School of Mathematical and Statistical Sciences, Clemson University, Clemson, South Carolina, USA.
Department of Statistics, Virginia Tech, Blacksburg, Virginia, USA.
Stat Med. 2024 Jul 20;43(16):3073-3091. doi: 10.1002/sim.10113. Epub 2024 May 27.
We propose a Bayesian model selection approach that allows medical practitioners to select among predictor variables while taking their respective costs into account. Medical procedures almost always incur costs in time and/or money. These costs might exceed their usefulness for modeling the outcome of interest. We develop Bayesian model selection that uses flexible model priors to penalize costly predictors a priori and select a subset of predictors useful relative to their costs. Our approach (i) gives the practitioner control over the magnitude of cost penalization, (ii) enables the prior to scale well with sample size, and (iii) enables the creation of our proposed inclusion path visualization, which can be used to make decisions about individual candidate predictors using both probabilistic and visual tools. We demonstrate the effectiveness of our inclusion path approach and the importance of being able to adjust the magnitude of the prior's cost penalization through a dataset pertaining to heart disease diagnosis in patients at the Cleveland Clinic Foundation, where several candidate predictors with various costs were recorded for patients, and through simulated data.

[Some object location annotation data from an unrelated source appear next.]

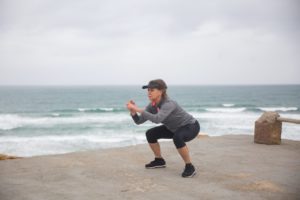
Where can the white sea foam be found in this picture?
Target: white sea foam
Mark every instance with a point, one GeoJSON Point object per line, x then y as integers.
{"type": "Point", "coordinates": [13, 121]}
{"type": "Point", "coordinates": [105, 109]}
{"type": "Point", "coordinates": [226, 110]}
{"type": "Point", "coordinates": [228, 104]}
{"type": "Point", "coordinates": [284, 109]}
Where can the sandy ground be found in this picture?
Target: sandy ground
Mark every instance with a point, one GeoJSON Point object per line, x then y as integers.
{"type": "Point", "coordinates": [229, 167]}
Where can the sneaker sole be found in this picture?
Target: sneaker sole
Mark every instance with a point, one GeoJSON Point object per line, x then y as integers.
{"type": "Point", "coordinates": [190, 176]}
{"type": "Point", "coordinates": [161, 166]}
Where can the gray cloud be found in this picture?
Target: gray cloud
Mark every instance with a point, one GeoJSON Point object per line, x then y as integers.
{"type": "Point", "coordinates": [128, 42]}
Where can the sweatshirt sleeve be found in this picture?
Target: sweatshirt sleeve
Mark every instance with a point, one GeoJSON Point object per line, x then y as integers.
{"type": "Point", "coordinates": [161, 115]}
{"type": "Point", "coordinates": [139, 119]}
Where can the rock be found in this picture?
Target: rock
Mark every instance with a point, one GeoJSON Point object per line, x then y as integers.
{"type": "Point", "coordinates": [268, 129]}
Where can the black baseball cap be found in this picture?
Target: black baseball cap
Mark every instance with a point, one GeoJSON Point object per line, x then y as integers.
{"type": "Point", "coordinates": [158, 84]}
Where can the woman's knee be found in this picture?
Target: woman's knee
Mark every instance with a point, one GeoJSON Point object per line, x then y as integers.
{"type": "Point", "coordinates": [178, 141]}
{"type": "Point", "coordinates": [151, 136]}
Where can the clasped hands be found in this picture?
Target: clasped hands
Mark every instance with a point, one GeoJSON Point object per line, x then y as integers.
{"type": "Point", "coordinates": [133, 108]}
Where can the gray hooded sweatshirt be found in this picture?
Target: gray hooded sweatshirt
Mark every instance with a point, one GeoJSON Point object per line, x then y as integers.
{"type": "Point", "coordinates": [167, 112]}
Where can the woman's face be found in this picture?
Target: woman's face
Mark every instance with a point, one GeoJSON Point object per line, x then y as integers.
{"type": "Point", "coordinates": [154, 94]}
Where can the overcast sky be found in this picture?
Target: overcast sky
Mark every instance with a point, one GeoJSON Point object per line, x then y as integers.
{"type": "Point", "coordinates": [94, 42]}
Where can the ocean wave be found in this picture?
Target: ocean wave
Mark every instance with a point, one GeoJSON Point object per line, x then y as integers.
{"type": "Point", "coordinates": [97, 109]}
{"type": "Point", "coordinates": [283, 109]}
{"type": "Point", "coordinates": [14, 121]}
{"type": "Point", "coordinates": [228, 104]}
{"type": "Point", "coordinates": [226, 110]}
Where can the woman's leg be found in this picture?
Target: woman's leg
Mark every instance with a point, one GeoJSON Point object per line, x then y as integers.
{"type": "Point", "coordinates": [184, 153]}
{"type": "Point", "coordinates": [154, 134]}
{"type": "Point", "coordinates": [155, 147]}
{"type": "Point", "coordinates": [183, 135]}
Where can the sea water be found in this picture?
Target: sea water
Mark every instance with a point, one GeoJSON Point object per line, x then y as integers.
{"type": "Point", "coordinates": [53, 120]}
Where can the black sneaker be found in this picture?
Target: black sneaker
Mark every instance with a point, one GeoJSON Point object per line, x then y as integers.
{"type": "Point", "coordinates": [157, 163]}
{"type": "Point", "coordinates": [189, 171]}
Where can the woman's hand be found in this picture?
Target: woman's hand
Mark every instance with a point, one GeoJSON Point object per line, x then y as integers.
{"type": "Point", "coordinates": [131, 106]}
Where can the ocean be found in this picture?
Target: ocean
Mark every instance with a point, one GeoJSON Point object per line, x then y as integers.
{"type": "Point", "coordinates": [60, 119]}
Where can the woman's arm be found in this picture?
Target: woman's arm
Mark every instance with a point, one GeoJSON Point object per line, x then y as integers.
{"type": "Point", "coordinates": [166, 109]}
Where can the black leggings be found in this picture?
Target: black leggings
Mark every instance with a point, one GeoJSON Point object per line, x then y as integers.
{"type": "Point", "coordinates": [183, 134]}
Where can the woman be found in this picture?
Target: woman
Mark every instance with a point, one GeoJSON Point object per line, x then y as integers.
{"type": "Point", "coordinates": [176, 124]}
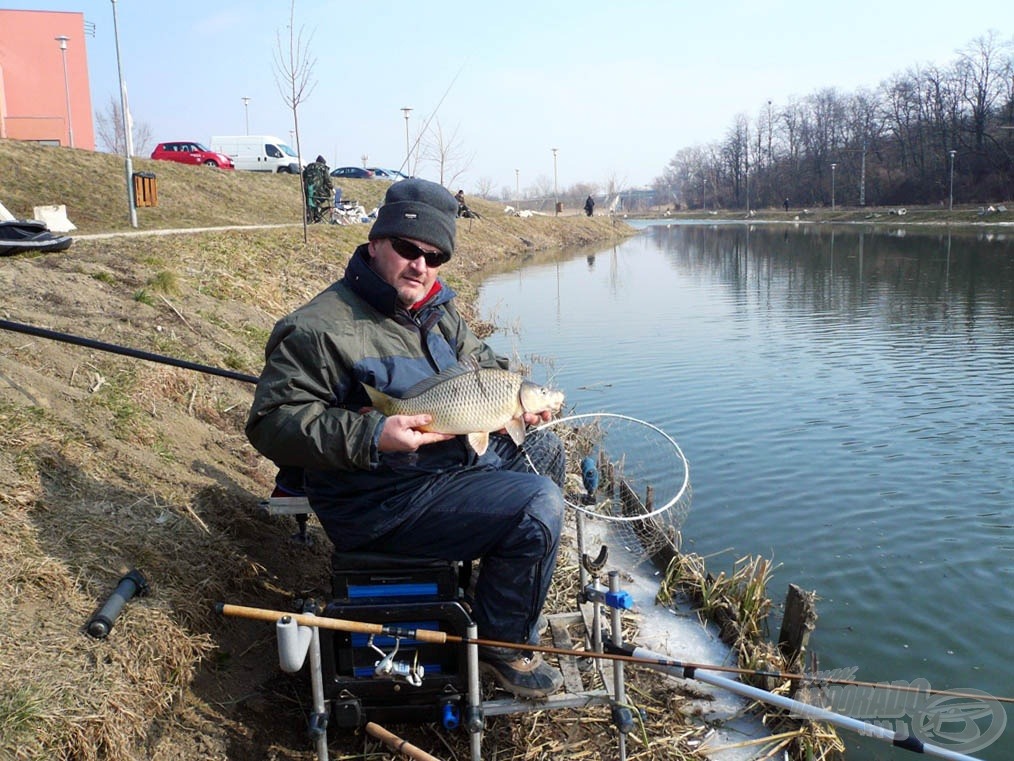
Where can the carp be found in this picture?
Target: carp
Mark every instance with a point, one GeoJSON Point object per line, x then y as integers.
{"type": "Point", "coordinates": [472, 401]}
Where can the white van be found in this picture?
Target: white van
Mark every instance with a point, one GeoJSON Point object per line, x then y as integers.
{"type": "Point", "coordinates": [258, 152]}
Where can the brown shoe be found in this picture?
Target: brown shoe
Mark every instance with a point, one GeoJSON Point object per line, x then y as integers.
{"type": "Point", "coordinates": [521, 673]}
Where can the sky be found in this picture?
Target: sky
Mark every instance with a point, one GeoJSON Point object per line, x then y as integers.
{"type": "Point", "coordinates": [617, 87]}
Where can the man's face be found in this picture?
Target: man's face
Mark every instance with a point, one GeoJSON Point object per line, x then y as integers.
{"type": "Point", "coordinates": [411, 278]}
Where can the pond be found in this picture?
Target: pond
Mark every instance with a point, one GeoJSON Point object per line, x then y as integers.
{"type": "Point", "coordinates": [845, 397]}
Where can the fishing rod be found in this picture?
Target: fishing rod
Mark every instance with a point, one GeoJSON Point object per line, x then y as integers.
{"type": "Point", "coordinates": [426, 124]}
{"type": "Point", "coordinates": [641, 656]}
{"type": "Point", "coordinates": [125, 351]}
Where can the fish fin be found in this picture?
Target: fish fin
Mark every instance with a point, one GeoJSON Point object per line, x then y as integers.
{"type": "Point", "coordinates": [378, 399]}
{"type": "Point", "coordinates": [480, 441]}
{"type": "Point", "coordinates": [515, 427]}
{"type": "Point", "coordinates": [460, 368]}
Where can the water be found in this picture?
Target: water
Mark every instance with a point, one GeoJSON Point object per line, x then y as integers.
{"type": "Point", "coordinates": [846, 401]}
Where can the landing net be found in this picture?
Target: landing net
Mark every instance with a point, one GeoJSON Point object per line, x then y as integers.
{"type": "Point", "coordinates": [625, 471]}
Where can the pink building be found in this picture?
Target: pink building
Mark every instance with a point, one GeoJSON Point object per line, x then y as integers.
{"type": "Point", "coordinates": [37, 101]}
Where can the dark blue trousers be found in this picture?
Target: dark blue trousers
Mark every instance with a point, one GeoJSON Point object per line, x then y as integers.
{"type": "Point", "coordinates": [510, 517]}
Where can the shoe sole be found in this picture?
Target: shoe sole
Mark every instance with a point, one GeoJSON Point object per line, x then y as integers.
{"type": "Point", "coordinates": [516, 690]}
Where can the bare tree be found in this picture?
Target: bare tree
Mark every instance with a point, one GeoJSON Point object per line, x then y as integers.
{"type": "Point", "coordinates": [294, 76]}
{"type": "Point", "coordinates": [447, 153]}
{"type": "Point", "coordinates": [110, 126]}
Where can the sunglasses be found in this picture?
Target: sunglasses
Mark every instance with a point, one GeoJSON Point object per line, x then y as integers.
{"type": "Point", "coordinates": [409, 251]}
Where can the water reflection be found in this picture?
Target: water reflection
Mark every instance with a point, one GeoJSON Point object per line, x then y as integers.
{"type": "Point", "coordinates": [827, 270]}
{"type": "Point", "coordinates": [846, 399]}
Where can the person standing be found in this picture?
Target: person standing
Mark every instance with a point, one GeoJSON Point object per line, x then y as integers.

我们提出了一种贝叶斯模型选择方法,使医疗从业者能够在考虑各自成本的情况下选择预测变量。医疗程序几乎总是要花费时间和/或金钱。这些成本可能超过了它们对建模相关结果的有用性。我们开发了贝叶斯模型选择,该方法使用灵活的模型先验来预先惩罚昂贵的预测因子,并选择相对于其成本有用的预测因子子集。我们的方法 (i) 使从业者能够控制成本惩罚的幅度,(ii) 使先验能够很好地适应样本大小,以及 (iii) 使我们提出的纳入路径可视化得以创建,这可以用于使用概率和可视化工具对单个候选预测因子做出决策。我们通过克利夫兰诊所基金会心脏病诊断患者数据集以及模拟数据,展示了我们的纳入路径方法的有效性以及能够调整先验成本惩罚幅度的重要性,其中记录了几位具有不同成本的候选预测因子。